This wire-hamon is quite similar to the wire-hamon done by us.. The technique is quite common in Long Quan. Pretty much every forge apply the same method.

The hamon can be removed with a fresh polish, yes.  :Smilie:  Whether or not there is an actual underlying hamon remains to see though.

Best regards, Kenneth A.H.

----------


## Christian J.

> This wire-hamon is quite similar to the wire-hamon done by us.. The technique is quite common in Long Quan. Pretty much every forge apply the same method.
> 
> The hamon can be removed with a fresh polish, yes.  Whether or not there is an actual underlying hamon remains to see though.
> 
> Best regards, Kenneth A.H.



Now i'm curious, the sword was sold to me as "differentially tempered with real hamon". But i'm not willing to ruin a perfectly good wire brush hamon, how can i test it?

----------


## Andrew W. Priestley

"perfectly good wire brush hamon" is a contradiction in terms.

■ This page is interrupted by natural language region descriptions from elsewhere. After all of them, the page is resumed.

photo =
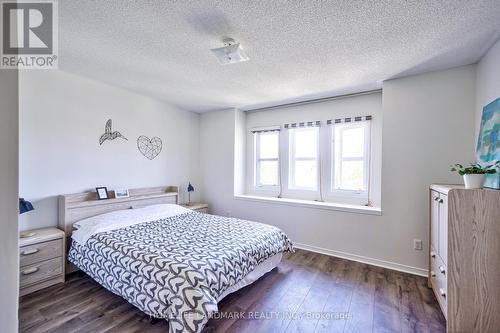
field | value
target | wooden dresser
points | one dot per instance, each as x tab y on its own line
41	260
464	258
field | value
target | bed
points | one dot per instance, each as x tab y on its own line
168	261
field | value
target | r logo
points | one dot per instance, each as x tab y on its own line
27	28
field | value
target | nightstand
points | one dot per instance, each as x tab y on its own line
199	207
41	259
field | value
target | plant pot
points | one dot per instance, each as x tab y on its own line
474	181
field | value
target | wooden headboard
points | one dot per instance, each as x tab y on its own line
75	207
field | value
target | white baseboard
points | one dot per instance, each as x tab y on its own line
365	260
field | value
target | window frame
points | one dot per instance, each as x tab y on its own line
291	159
257	159
334	191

The wire brush area is NOT a hamon by any realistic standard.  It is purely cosmetic, and ugly if you can see the wire brush marks at all. 

It is also misleading.

If there is a real hamon under that wire brushed mess, then it is being completely hidden., and you should clear away the camouflage. 

I'd be surprised if there were a real hamon under there.

Testing it wpould be hard without polishing a window through the wire brushing, or using hardness files to see if the edge is harder than the spine, again marring the finish.  Hardness testing files ain't cheap either. 

If you can take it apart, there might be a visible hardened area under the habaki...maybe.  Take it apart and look under the habaki, see where the wire brushing stops.  you could then try to polish a window under the habaki to see if there is any hamon visible.  Start with a low grit sandpaper that can cut the wire brush marks, then go step by step up to at least 800 grit.  Just polish a small area the size of your thumbnail, so it shouldn't takde long.  Avoid rounding any edges or ridges where the habaki should register/seat.  

Good luck.

----------


## Kenneth, H.

> Now i'm curious, the sword was sold to me as "differentially tempered with real hamon". But i'm not willing to ruin a perfectly good wire brush hamon, how can i test it?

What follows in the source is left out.